CamelBak’s auction commanded a high level of interest, which meant Bear Stearns never had exclusivity. But the firm hung around until the end and won with a bid of $210 million, a total that includes $80 million in senior debt, provided by BNP Paribas and Bank of New York, and $40 million in mezzanine debt, provided by American Capital, representing a multiple of 4X EBITDA.
“What we’ve learned in our years in private equity is that it’s better to pay a relatively full price for a company that has all the building blocks for future success, than to buy something that’s in a less exciting position with your typical run-of-the-mill type multiple,” says Perkal’s colleague, Senior Managing Director Bodil Arlander.
Arlander remembers the day last July when Perkal approached her about the opportunity.
“Have you ever heard of a CamelBak?” he asked.
“I just looked at him, stunned that he didn’t know what it was,” says Arlander, who could hardly contain her excitement about the news. As a triathlete, Arlander is no stranger to the CamelBak, the perfect accessory for active people who need to drink water on the go. “It’s the Kleenex of the hydration category,” she says.
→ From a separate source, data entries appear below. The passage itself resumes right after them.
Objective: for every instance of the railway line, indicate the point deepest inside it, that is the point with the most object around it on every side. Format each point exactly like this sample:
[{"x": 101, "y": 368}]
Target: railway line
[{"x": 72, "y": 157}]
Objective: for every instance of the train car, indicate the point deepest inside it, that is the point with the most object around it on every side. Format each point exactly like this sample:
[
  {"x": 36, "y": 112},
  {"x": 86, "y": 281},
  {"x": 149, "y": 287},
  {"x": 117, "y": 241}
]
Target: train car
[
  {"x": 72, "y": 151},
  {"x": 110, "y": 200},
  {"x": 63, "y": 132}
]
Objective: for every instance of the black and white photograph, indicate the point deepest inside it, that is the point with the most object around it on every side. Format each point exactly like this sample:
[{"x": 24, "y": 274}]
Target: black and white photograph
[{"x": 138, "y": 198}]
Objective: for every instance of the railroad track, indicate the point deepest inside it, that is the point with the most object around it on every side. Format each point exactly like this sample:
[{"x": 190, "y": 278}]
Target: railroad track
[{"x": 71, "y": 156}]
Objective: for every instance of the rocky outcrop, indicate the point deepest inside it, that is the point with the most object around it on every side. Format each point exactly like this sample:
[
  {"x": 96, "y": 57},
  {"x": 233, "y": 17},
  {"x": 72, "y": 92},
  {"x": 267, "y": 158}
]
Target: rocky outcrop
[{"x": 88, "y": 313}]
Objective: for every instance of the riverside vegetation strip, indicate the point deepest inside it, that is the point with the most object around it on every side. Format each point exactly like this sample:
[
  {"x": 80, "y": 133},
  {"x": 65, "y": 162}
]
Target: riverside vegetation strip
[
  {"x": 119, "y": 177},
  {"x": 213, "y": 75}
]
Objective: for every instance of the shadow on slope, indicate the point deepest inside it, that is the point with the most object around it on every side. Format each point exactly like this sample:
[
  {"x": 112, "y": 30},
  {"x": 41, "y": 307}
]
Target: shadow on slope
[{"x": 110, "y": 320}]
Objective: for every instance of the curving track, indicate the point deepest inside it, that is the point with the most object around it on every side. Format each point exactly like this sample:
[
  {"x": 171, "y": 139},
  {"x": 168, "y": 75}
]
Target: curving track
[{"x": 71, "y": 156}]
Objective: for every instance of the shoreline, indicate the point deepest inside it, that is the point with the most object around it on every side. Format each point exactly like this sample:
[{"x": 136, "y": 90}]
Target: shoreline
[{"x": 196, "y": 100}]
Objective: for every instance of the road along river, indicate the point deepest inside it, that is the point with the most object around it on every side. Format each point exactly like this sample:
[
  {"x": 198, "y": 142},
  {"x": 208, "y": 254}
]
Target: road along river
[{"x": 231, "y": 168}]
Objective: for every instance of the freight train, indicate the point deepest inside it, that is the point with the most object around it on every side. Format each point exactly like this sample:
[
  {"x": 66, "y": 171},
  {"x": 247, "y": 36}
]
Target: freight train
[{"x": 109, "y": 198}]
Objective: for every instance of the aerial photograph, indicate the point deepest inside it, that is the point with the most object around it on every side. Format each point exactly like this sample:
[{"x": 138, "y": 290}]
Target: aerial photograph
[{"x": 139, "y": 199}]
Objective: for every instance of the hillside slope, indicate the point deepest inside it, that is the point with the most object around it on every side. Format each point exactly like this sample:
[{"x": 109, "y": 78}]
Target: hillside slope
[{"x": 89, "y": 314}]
While several imitations have sprung up in this space, CamelBak pioneered the personal hydration system almost 10 years ago to the delight of athletes and outdoor enthusiasts. Now, its name is widely synonymous with the product as the company has achieved some mainstream success and brand recognition, and its new owners are convinced that its popularity will only increase.
CamelBaks consist of a small, tight-fitting backpack that holds an insulated water bladder with a long, drinking tube that can extend over the owner’s shoulder for hands-free water consumption. Each tube has a shutoff valve on the end, so a drinker needs only to bite down lightly on the valve to enjoy a satisfying stream of water. The insulated bladder keeps drinking water cool in the summer and prevents freezing in the winter.
Available in a variety of shapes and sizes to accommodate different activities, CamelBaks have become a staple in sports stores around the country and a popular accessory for all kinds of active people, such as runners, bikers, skiers, hikers, skaters, fishers and climbers. While it has long been associated with organic, yuppy types, its popularity in the military is helping the company market aggressively toward groups like hunters and motorcyclists.
Perkal and Arlander were intrigued by the opportunity but not totally convinced that it would make a good buyout until they attended the management’s first national presentation in August in Sonoma, Calif.
“We were wildly impressed with the management from the beginning,” says Perkal. “It was clear that they put a lot of effort into R&D and they continue to innovate and bring in new technological advances that have allowed them to stay on the cutting edges.”
“Coming out of the meeting, we looked at each other, and we were like, Hey, this is a really good company,'” says Arlander.
Looking at the financials only strengthened that sentiment. The seller, The Bowes Family, said the company “has grown about 20x since we bought it, in excess of over 30% a year,” according to family member John Bowes.
Since the close of the deal, Perkal and Arlander have worked closely with management and both parties have concluded that the company should spend more time on trying to develop sales efforts to grow the market rather than try to cut costs. They say that expanding CamelBak’s market to its full potential will take time, and thus Bear has no immediate exit plans.
“We don’t go into these deals planning our exit or the time frame for it,” says Arlander. “As long as we go into it feeling that the company can continue to grow with our help, the exit opportunities will appear.”